Different countries have different ways to tackle this problem. For example, Helsinki, Finland, is going for drastic measures, limiting the number of cars in the city despite the population growth. Italian authorities in Milan are paying people to leave their cars at home. In the USA high-occupancy toll-lanes are a thing, where drivers without passengers are allowed only if they pay a fee. Car-free days are becoming a worldwide phenomenon.
But in order to be really efficient, changes have to come from us all, not the governments alone. One of the ways to do that are ridesharing services. Make it easy, user-friendly, let people set the prices and conditions, and you’ll get pretty much the ideal solution for the great part of global traffic issues. Let’s take a look on how the thing works and why it’s great on the example of a community based service RideCheap that connects drivers and passengers, allowing them freely bargain on prices and conditions of the ride.
The reason we have so much traffic on certain roads is that many people are going the same direction at the same time. Now, what happens if all employees of a given company or students of the same college can rideshare from a certain point in the city, as soon as all their routes cross in a single point in the end? Each shared ride contributes to less loaded roads — less stress and faster day-to-day travel. A good custom example provided the city of Davos, Switzerland. The guests of 2019 World Economic Forum used RideCheap to cooperate in their rides through the city, which worked nicely compared to previous years’ experience. And that’s just a temporary flow of people — imagine how well could the service perform on a daily basis in cities with lingering traffic issues.
Another benefit of ridesharing is a less environmental impact.
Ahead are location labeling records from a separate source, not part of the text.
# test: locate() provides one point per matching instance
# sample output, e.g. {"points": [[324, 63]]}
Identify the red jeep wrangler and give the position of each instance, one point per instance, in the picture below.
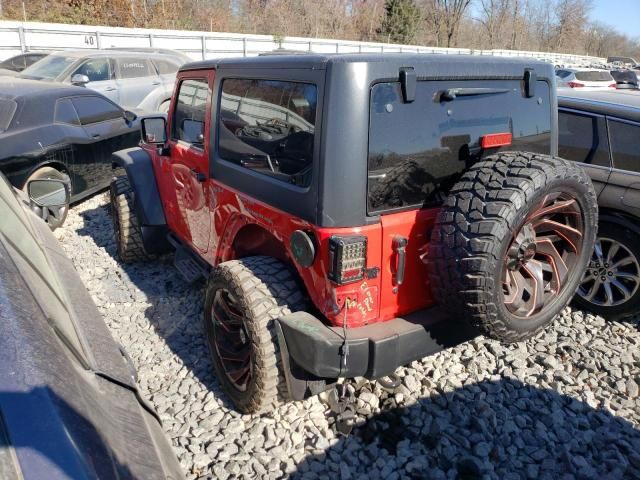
{"points": [[355, 213]]}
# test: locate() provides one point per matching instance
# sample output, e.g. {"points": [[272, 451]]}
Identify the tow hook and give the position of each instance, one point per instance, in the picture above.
{"points": [[390, 382], [344, 408]]}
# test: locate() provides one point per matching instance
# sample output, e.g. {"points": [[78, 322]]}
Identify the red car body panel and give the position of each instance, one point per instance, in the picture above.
{"points": [[220, 224]]}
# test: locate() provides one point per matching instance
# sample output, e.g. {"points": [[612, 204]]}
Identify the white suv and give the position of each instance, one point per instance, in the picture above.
{"points": [[584, 78]]}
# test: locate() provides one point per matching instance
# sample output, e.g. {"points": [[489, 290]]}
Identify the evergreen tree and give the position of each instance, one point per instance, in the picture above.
{"points": [[400, 22]]}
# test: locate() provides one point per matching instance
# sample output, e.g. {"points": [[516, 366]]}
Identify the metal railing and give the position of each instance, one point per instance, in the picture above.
{"points": [[16, 37]]}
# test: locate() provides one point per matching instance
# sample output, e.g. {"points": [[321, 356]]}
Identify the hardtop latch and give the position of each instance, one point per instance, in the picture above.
{"points": [[408, 81]]}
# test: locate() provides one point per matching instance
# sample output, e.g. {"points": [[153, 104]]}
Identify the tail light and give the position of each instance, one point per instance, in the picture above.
{"points": [[347, 258], [494, 140]]}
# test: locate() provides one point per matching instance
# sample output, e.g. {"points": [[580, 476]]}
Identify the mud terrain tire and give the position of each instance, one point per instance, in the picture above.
{"points": [[473, 254], [128, 235], [260, 290]]}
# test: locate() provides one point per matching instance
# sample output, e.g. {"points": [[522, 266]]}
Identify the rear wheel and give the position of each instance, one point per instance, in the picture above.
{"points": [[243, 299], [55, 216], [512, 242], [611, 284], [126, 229]]}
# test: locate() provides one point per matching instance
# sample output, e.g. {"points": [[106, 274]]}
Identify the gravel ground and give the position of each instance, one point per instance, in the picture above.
{"points": [[563, 405]]}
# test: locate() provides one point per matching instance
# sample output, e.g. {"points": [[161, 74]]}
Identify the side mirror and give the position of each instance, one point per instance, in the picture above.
{"points": [[79, 80], [129, 116], [48, 193], [154, 130]]}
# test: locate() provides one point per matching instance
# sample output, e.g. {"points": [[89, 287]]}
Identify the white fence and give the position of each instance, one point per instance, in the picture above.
{"points": [[17, 37]]}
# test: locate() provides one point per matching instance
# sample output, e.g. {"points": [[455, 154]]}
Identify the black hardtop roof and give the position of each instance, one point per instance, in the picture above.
{"points": [[424, 64], [16, 88], [623, 104]]}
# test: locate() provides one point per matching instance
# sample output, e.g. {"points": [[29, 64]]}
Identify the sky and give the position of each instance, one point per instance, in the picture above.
{"points": [[624, 15]]}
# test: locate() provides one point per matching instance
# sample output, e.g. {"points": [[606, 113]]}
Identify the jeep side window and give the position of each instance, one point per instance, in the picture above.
{"points": [[268, 126], [583, 138], [624, 145], [134, 68], [190, 111]]}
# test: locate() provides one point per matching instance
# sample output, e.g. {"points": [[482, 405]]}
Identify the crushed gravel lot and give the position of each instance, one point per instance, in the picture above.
{"points": [[564, 405]]}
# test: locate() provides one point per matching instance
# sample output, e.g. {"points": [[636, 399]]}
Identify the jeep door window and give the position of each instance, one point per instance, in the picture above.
{"points": [[583, 138], [624, 145], [418, 149], [190, 111], [268, 126]]}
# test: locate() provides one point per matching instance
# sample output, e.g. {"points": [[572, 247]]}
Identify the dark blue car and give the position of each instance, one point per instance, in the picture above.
{"points": [[69, 405]]}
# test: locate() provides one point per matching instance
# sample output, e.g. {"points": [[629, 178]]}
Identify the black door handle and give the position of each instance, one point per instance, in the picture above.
{"points": [[201, 177], [400, 247]]}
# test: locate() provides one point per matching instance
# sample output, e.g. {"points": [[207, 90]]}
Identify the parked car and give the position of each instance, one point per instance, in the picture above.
{"points": [[19, 62], [180, 57], [602, 132], [584, 78], [355, 213], [49, 130], [69, 403], [624, 61], [126, 78], [625, 79]]}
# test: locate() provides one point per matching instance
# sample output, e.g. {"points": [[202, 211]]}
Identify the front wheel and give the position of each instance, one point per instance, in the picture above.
{"points": [[611, 284], [126, 229], [512, 242], [243, 299]]}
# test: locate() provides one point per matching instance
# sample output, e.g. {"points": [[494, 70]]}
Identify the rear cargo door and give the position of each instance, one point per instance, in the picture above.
{"points": [[418, 149]]}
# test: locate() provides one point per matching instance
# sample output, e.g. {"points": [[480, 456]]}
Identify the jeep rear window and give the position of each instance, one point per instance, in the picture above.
{"points": [[594, 76], [418, 149], [268, 126]]}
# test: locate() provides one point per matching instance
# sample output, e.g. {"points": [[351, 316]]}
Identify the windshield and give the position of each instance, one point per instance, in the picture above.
{"points": [[49, 68], [594, 76]]}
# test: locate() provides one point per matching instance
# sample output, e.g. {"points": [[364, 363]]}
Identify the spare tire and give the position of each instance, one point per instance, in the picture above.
{"points": [[512, 241]]}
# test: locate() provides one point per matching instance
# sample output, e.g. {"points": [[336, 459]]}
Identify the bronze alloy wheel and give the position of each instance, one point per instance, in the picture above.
{"points": [[232, 342], [542, 254], [613, 275]]}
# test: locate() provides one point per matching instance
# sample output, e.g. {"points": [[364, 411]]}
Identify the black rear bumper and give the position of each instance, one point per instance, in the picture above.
{"points": [[374, 350]]}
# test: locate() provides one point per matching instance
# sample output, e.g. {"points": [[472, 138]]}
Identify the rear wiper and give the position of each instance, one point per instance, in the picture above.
{"points": [[452, 93]]}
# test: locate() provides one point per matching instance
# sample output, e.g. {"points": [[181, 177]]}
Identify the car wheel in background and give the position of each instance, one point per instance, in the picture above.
{"points": [[611, 284], [55, 216]]}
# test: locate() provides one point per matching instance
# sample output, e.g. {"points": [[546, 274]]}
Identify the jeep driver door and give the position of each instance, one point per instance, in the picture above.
{"points": [[189, 159]]}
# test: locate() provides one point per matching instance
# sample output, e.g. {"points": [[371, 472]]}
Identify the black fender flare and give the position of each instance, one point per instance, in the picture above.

Many individuals and companies are taking this issue very personally, and it is for a good reason: we are all living (and polluting, sadly) the same Earth. Doing whatever we can to save it is more of a responsibility than just a wish. Many businesses all over the world strive for sustainable development. Some try to tackle this problem by addressing the way people get to work. Trading cars for the bicycles may sound like a great thing if you live in the Netherlands, but in case of, e.g., Kyiv, Ukraine, this may not work so well due to the lack of the right infrastructure. Ridesharing, on the other hand, is a good solution, as far as it offers an economically efficient cure to all CSR ecology aspirations.
Ridesharing also strengthens communities that, in turn, benefits the cities. Ties between people make them more conscious, responsible and friendly, help to relieve stress and feel more confident in life. With high levels of anxiety today, communities is a real, efficient way to gain stability. This, in turn, leads to a better social environment, higher work performance and more rational and effective decision-making.
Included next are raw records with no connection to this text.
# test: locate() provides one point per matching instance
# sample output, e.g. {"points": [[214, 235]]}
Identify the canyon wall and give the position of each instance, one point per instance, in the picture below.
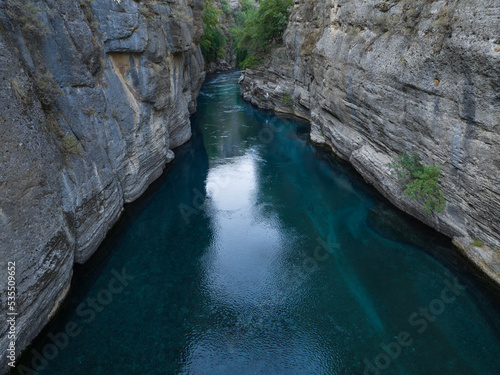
{"points": [[94, 97], [380, 78]]}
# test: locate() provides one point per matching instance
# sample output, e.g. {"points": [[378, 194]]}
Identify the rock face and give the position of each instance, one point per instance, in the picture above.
{"points": [[94, 97], [384, 77]]}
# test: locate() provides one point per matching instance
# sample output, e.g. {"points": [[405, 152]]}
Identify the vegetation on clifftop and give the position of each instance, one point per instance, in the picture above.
{"points": [[254, 28], [214, 41], [420, 181]]}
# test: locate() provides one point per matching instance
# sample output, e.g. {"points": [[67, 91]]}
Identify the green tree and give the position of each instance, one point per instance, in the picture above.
{"points": [[256, 29], [420, 181], [213, 41]]}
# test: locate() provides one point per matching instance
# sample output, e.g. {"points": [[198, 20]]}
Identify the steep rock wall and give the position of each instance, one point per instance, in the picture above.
{"points": [[379, 78], [94, 97]]}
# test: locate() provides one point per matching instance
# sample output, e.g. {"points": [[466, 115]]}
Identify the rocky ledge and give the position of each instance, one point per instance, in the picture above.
{"points": [[94, 97], [380, 78]]}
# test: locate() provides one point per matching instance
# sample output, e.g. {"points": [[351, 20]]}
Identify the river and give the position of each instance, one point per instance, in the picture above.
{"points": [[256, 253]]}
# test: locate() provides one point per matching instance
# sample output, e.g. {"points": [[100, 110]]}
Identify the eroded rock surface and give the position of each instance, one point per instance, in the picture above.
{"points": [[92, 102], [380, 78]]}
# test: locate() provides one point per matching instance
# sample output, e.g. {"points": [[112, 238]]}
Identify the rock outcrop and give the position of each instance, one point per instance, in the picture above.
{"points": [[94, 97], [380, 78]]}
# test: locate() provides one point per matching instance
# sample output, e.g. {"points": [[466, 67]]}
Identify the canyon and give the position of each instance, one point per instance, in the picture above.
{"points": [[96, 94], [94, 97], [377, 79]]}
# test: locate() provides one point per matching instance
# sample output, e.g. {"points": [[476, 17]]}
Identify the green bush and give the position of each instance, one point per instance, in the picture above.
{"points": [[226, 8], [214, 40], [69, 145], [256, 29], [476, 242], [420, 181], [287, 99], [46, 87]]}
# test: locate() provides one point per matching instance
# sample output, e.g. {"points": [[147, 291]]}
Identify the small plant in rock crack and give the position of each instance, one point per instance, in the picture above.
{"points": [[419, 181], [286, 99], [26, 14]]}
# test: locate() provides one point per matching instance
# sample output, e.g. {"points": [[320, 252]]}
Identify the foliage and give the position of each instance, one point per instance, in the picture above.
{"points": [[27, 14], [69, 145], [46, 87], [476, 242], [421, 182], [287, 99], [213, 41], [226, 8], [256, 30]]}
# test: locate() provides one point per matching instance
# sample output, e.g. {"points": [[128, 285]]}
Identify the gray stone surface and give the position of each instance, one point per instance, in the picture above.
{"points": [[128, 76], [379, 78]]}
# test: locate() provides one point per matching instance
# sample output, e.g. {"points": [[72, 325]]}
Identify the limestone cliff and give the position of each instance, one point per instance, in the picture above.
{"points": [[94, 97], [388, 76]]}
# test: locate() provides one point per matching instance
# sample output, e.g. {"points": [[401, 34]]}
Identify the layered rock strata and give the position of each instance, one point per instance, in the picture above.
{"points": [[94, 97], [380, 78]]}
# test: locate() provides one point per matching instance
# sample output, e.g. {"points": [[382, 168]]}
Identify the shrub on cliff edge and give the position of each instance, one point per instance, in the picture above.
{"points": [[420, 181]]}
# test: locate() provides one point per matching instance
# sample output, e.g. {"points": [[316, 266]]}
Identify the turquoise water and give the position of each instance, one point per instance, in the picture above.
{"points": [[258, 254]]}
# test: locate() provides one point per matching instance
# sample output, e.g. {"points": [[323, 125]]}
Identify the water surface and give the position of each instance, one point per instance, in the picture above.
{"points": [[257, 254]]}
Moreover, it supports safety: while in taxis and buses we have to deal with strangers and associated risks, with community-focused services like RideCheap people are more likely to know each other, being neighbours or colleagues.
Traffic may be one of the most stressful everyday issues. But it doesn’t have to be one, and it certainly shouldn’t affect our life in cities as much as it does. That’s why using ridesharing is an easy and accessible way of contributing to our own better tomorrow.